Common Failure Causes
Designing distributed systems is hard. Without careful planning, numerous issues can arise quickly. It's vital to understand potential pitfalls to be resilient against unforeseen failures.
One of the most exciting books I've come across on this subject is "Understanding Distributed Systems." The author, Roberto Vitillo, held positions as a Principal Engineer/Engineering Manager at Microsoft and later as a Principal Engineer at Amazon. The book is organized into five parts:
Part I: Communication
Part II: Coordination
Part III: Scalability
Part IV: Resiliency
Part V: Maintainability
I approached Roberto to see if he'd be willing to share a chapter with our newsletter subscribers, and he graciously agreed. I selected the "Common Failure Causes" chapter. In this excerpt, we discuss 8 common causes of failure and briefly overview how to address them.
Common failure causes
We say that a system has a failure when it no longer provides a service to its users that meets its specification. A failure is caused by a fault: a failure of an internal component or an external dependency the system depends on. Some faults can be tolerated and have no user-visible impact at all, while others lead to failures.
To build fault-tolerant applications, we first need to have an idea of what can go wrong. In the next few sections, we will explore some of the most common root causes of failures. By the end of it, you will likely wonder how to tolerate all these different types of faults.
Any physical part of a machine can fail. HDDs, memory modules, power supplies, motherboards, SSDs, NICs, or CPUs, can all stop working for various reasons. In some cases, hardware faults can cause data corruption as well. If that wasn't enough, entire data centers can go down because of power cuts or natural disasters.
As we will discuss later, we can address many of these infrastructure faults with redundancy. You would think that these faults are the main cause for distributed applications failing, but in reality, they often fail for very mundane reasons.
Incorrect error handling
A study from 2014 of user-reported failures from five popular distributed data stores found that the majority of catastrophic failures were the result of incorrect handling of non-fatal errors.

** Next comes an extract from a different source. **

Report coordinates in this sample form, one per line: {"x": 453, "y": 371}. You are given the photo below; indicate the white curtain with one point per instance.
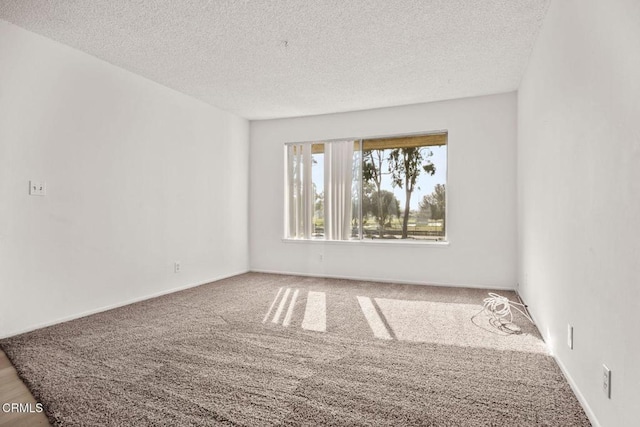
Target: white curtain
{"x": 300, "y": 200}
{"x": 338, "y": 177}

In most cases, the bugs in the error handling could have been detected with simple tests. For example, some handlers completely ignored errors. Others caught an overly generic exception, like Exception in Java, and aborted the entire process for no good reason. And some other handlers were only partially implemented and even contained "FIXME" and "TODO" comments.
In hindsight, this is perhaps not too surprising, given that error handling tends to be an afterthought. This is the reason the Go language puts so much emphasis on error handling. We will take a closer look at best practices for testing large distributed applications.
Configuration changes are one of the leading root causes for catastrophic failures. It's not just misconfigurations that cause problems, but also valid configuration changes to enable rarely-used features that no longer work as expected (or never did).
What makes configuration changes particularly dangerous is that their effects can be delayed. If an application reads a configuration value only when it's actually needed, an invalid value might take effect only hours or days after it has changed and thus escape early detection.
This is why configuration changes should be version-controlled, tested, and released just like code changes, and their validation should happen preventively when the change happens. We will discuss safe release practices for code and configuration changes in the context of continuous deployments.
Single points of failure
A single point of failure (SPOF) is a component whose failure brings the entire system down with it. In practice, systems can have multiple SPOFs.
Humans make for great SPOFs, and if you put them in a position where they can cause a catastrophic failure on their own, you can bet they eventually will. For example, human failures often happen when someone needs to manually execute a series of operational steps in a specific order without making any mistakes. On the other hand, computers are great at executing instructions, which is why automation should be leveraged whenever possible.
Another common SPOF is DNS. If clients can't resolve the domain name for an application, they won't be able to connect to it. There are many reasons why that can happen, ranging from domain names expiring, to entire root level domains going down.
Similarly, the TLS certificate used by an application for its HTTP endpoints is also a SPOF. If the certificate expires, clients won't be able to open a secure connection with the application.
Ideally, SPOFs should be identified when the system is designed. The best way to detect them is to examine every system component and ask what would happen if it were to fail. Some SPOFs can be architected away, e.g., by introducing redundancy, while others can't. In that case, the only option left is to reduce the SPOF's blast radius, i.e., the damage the SPOF inflicts on the system when it fails. Many of the resiliency patterns we will discuss later reduce the blast radius of failures.
When a client sends a request to a server, it expects to receive a response from it a while later. In the best case, it receives the response shortly after sending the request. If that doesn't happen, the client has two options: continue to wait or fail the request with a time-out exception or error.